Most noticeably, it’s huge compared with the dinky Roadster, with an option to seat seven as long as you don’t mind slotting two bods in the boot. That’s not actually as uncomfortable as it sounds, as the boot can provide a surprisingly deep footwell for the final two rear-facing folding seats. With no petrol tank or exhaust silencer to deal with, the back of the car is entirely uncluttered, yielding great space for either people or their luggage. And when the back end is full of kids and legs there is still room for a few bags in the empty space under the bonnet – Tesla dubs this front-trunk a “frunk”.
These surprising quantities of space are liberated because the Tesla’s big battery is mounted flat and low between the axles, providing the floor of the car’s aluminium structure. The drive motor, power electronics and transmission all fit within the arc of the rear wheels. Where a conventional car has big lumps of hot metal, the Tesla has fresh air.

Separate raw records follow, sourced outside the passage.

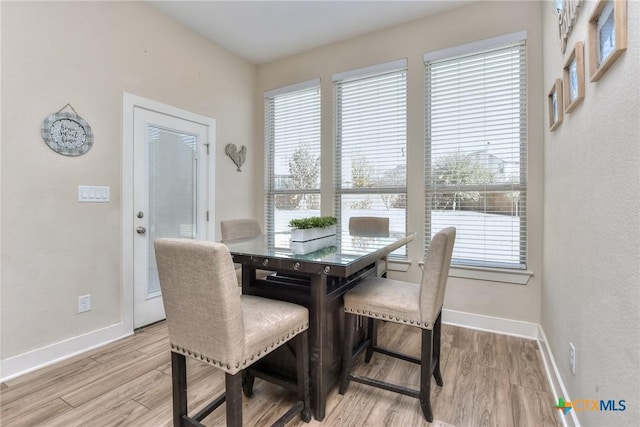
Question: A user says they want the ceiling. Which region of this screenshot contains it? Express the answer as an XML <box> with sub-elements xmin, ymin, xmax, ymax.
<box><xmin>148</xmin><ymin>0</ymin><xmax>474</xmax><ymax>64</ymax></box>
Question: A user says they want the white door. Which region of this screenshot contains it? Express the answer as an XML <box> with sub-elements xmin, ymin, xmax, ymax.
<box><xmin>131</xmin><ymin>107</ymin><xmax>210</xmax><ymax>328</ymax></box>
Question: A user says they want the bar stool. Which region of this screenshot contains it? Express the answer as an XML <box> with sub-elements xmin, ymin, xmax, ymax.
<box><xmin>339</xmin><ymin>227</ymin><xmax>456</xmax><ymax>422</ymax></box>
<box><xmin>154</xmin><ymin>239</ymin><xmax>311</xmax><ymax>427</ymax></box>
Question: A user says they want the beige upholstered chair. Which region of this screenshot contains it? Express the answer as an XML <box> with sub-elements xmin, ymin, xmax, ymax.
<box><xmin>349</xmin><ymin>216</ymin><xmax>389</xmax><ymax>277</ymax></box>
<box><xmin>339</xmin><ymin>227</ymin><xmax>456</xmax><ymax>422</ymax></box>
<box><xmin>220</xmin><ymin>218</ymin><xmax>272</xmax><ymax>286</ymax></box>
<box><xmin>155</xmin><ymin>239</ymin><xmax>311</xmax><ymax>426</ymax></box>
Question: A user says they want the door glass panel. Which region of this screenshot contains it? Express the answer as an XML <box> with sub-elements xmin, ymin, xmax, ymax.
<box><xmin>147</xmin><ymin>126</ymin><xmax>198</xmax><ymax>298</ymax></box>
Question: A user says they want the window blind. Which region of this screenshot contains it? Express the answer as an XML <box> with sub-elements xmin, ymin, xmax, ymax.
<box><xmin>425</xmin><ymin>39</ymin><xmax>527</xmax><ymax>269</ymax></box>
<box><xmin>333</xmin><ymin>60</ymin><xmax>407</xmax><ymax>255</ymax></box>
<box><xmin>264</xmin><ymin>79</ymin><xmax>320</xmax><ymax>244</ymax></box>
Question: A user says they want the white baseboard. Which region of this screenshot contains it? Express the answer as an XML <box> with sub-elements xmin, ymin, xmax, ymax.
<box><xmin>442</xmin><ymin>309</ymin><xmax>539</xmax><ymax>340</ymax></box>
<box><xmin>442</xmin><ymin>309</ymin><xmax>580</xmax><ymax>427</ymax></box>
<box><xmin>0</xmin><ymin>323</ymin><xmax>133</xmax><ymax>381</ymax></box>
<box><xmin>538</xmin><ymin>325</ymin><xmax>580</xmax><ymax>427</ymax></box>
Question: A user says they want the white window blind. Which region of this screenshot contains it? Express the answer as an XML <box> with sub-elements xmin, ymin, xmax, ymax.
<box><xmin>425</xmin><ymin>37</ymin><xmax>527</xmax><ymax>269</ymax></box>
<box><xmin>264</xmin><ymin>80</ymin><xmax>320</xmax><ymax>244</ymax></box>
<box><xmin>333</xmin><ymin>60</ymin><xmax>407</xmax><ymax>256</ymax></box>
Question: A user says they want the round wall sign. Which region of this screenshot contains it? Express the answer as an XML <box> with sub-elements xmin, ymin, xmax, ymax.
<box><xmin>42</xmin><ymin>111</ymin><xmax>93</xmax><ymax>156</ymax></box>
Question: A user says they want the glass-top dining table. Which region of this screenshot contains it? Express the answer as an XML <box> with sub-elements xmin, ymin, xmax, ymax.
<box><xmin>224</xmin><ymin>231</ymin><xmax>415</xmax><ymax>421</ymax></box>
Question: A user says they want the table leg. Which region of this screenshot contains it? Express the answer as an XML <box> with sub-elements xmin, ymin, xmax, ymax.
<box><xmin>309</xmin><ymin>274</ymin><xmax>329</xmax><ymax>421</ymax></box>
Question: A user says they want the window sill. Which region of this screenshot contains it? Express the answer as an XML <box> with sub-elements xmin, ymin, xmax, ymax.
<box><xmin>387</xmin><ymin>259</ymin><xmax>412</xmax><ymax>273</ymax></box>
<box><xmin>419</xmin><ymin>262</ymin><xmax>533</xmax><ymax>285</ymax></box>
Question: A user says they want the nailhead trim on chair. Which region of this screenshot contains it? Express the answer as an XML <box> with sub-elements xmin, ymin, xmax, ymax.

Inside, the Model S will pioneer a new approach to car interiors by offering up a huge touch-screen panel to control all of the car’s functions that can’t be accessed by pedals, wheel and stalks.
Interested UK buyers can reserve a Model S today, with a deposit of £4,000, but they will need to be patient. Right-hand-drive production isn’t due to start until the end of the year, with the first UK deliveries not pencilled in until early 2014. And the final price is still an amorphous grey area.
European prices provide the only guide – with French customers paying from €64,760 (about £52,800) after tax and the French government’s €7,000 subsidy. That’s for the version with a 60kWh battery, good for about 230 miles. An 85kWh version of the car promises 310 miles of autonomy together with more a powerful motor, but also arrives with the unavoidable penalty of increased bulk. The long-range edition costs from €75,150 in France (about £61,100).
The first product of BMW’s new “i” brand is expected to go on sale towards the end of the year, after the finished i3 urban car is revealed at September’s Frankfurt Motor Show. The build-up has been long but hopefully this new electric supermini will prove well worth the wait.
The i3’s 125kW (168bhp) electric motor is fed by a lithium-ion battery holding about 20kWh of charge. Effective range should be around 100 miles between recharges, with top speed capped at 93mph.
While the i3 is much smaller than Tesla’s Model S, and looks a lot more avant-garde, the two are surprisingly similar in conception. Both are rear-wheel drive, both package their batteries and motors into a low-slung aluminium skateboard under the bodywork, and both provide surprisingly spacious accommodation as a result. The pair also break new ground in interior design, with sparse cockpits that lean heavily on modern screens in place of buttons, knobs and dials.
Where the two differ most markedly is in their choice of materials. The BMW’s body structure is fabricated from exotic carbon fibre finished off with plastic panels. The Model S, by contrast, is built like a modern Lotus or Aston Martin, assembled from stamped or cast aluminium components glued and riveted together.
We are still waiting for both a UK price and an availability schedule for the high-tech i3, which despite its small size seems certain to command a big pricetag due to its groundbreaking construction. Comfortably north of £40,000 seems likely, or roughly the price of a mid-range 5-Series saloon.